C.3.1. Introduction

This section provides an introduction to Neo4j multi-clustering—​running multiple co-ordinated Causal Clusters with a shared discovery service.

This section contains the following:

C.3.1.1. Architecture

Multitenancy, in the context of databases, refers to the concept of having a single database management system manage multiple separate databases. These databases may be looked up and queried by multiple separate clients.

With Neo4j, this is achieved by organizing multiple Neo4j Causal Clusters, each managing its own database, into a multi-cluster with a shared discovery service. Each member of the multi-cluster is configured with a database name. Members configured to manage the same database are grouped by the multi-cluster’s single discovery service and form multiple smaller Raft consensus groups — that is, individual clusters.

This is different from the default behaviour of Neo4j Causal Clustering, where the discovery service forms a Raft consensus group using all Core instances in a cluster. In fact, the default clustering behaviour is a special case of the multi-clustering behaviour, where every instance has the same (default) database name.

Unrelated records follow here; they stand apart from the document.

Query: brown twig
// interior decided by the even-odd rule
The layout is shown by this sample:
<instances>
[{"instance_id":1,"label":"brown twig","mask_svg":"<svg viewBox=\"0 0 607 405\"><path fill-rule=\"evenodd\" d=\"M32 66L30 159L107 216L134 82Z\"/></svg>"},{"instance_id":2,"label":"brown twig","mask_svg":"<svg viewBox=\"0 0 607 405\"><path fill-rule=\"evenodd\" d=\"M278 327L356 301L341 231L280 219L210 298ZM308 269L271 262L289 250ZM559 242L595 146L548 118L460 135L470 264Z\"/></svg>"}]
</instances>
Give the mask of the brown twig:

Once formed, each constituent cluster is almost entirely distinct. They may be queried separately, and will contain different store contents as a result. Furthermore, the fault tolerance of one cluster does not depend on the fault tolerance of another.

As an example, consider a Neo4j Causal Cluster containing fifteen instances, nine of which are Core instances, and six are Read Replicas. Sets of three cores and two Read Replicas are configured with the database names foo, bar and baz respectively. The figure below reflects this deployment.

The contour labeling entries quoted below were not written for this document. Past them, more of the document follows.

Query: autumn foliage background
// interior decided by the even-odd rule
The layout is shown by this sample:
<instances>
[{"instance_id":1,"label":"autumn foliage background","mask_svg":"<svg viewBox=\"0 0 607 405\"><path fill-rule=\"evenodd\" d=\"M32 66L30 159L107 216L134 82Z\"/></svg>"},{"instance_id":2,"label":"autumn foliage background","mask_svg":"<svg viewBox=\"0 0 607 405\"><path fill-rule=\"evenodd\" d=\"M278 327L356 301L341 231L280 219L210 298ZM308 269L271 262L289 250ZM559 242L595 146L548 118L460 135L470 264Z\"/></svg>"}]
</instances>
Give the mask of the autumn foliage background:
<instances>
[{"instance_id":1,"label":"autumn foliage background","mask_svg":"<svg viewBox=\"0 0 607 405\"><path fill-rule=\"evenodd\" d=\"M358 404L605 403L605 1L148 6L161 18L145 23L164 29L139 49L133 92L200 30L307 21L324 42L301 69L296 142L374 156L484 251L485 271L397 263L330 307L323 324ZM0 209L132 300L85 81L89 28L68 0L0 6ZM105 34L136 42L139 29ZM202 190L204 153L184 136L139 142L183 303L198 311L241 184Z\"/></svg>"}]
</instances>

Figure C.16. A multi-cluster with three distinct clusters.
multicluster high level example

In this scenario, all foo instances may go offline without affecting the ability of bar instances to answer queries. Similarly, elections in one cluster do not trigger elections in another.

The difference from running three independent clusters is that all members of a multi-cluster share a discovery service. Members of any single cluster are aware of the members of all other clusters, and with the names of the databases they manage. This makes it possible to ask any routing member in the multi-cluster for routing information for any database by name. Client connector libraries, like the Neo4j drivers, can therefore provide a unified directory service where databases may be retrieved and written to by name.

C.3.1.2. Known limitations

  • Each cluster in a multi-cluster may only hold one distinct database. For example, if we wish our multi-cluster to host two distinct databases, we must provision at least 4 Core instances (i.e. causal_clustering.minimum_core_cluster_size_at_formation must be set to a minimum of 2 for each cluster).
  • A single transaction may not read from, or update, multiple constituent clusters.
  • No data is automatically shared or replicated between constituent clusters.
  • If you stop and unbind the instances in a cluster, while the rest of the multi-cluster is still running, then you may need to restart all members from all clusters in order to have your recently unbound cluster rejoin the multi-cluster correctly.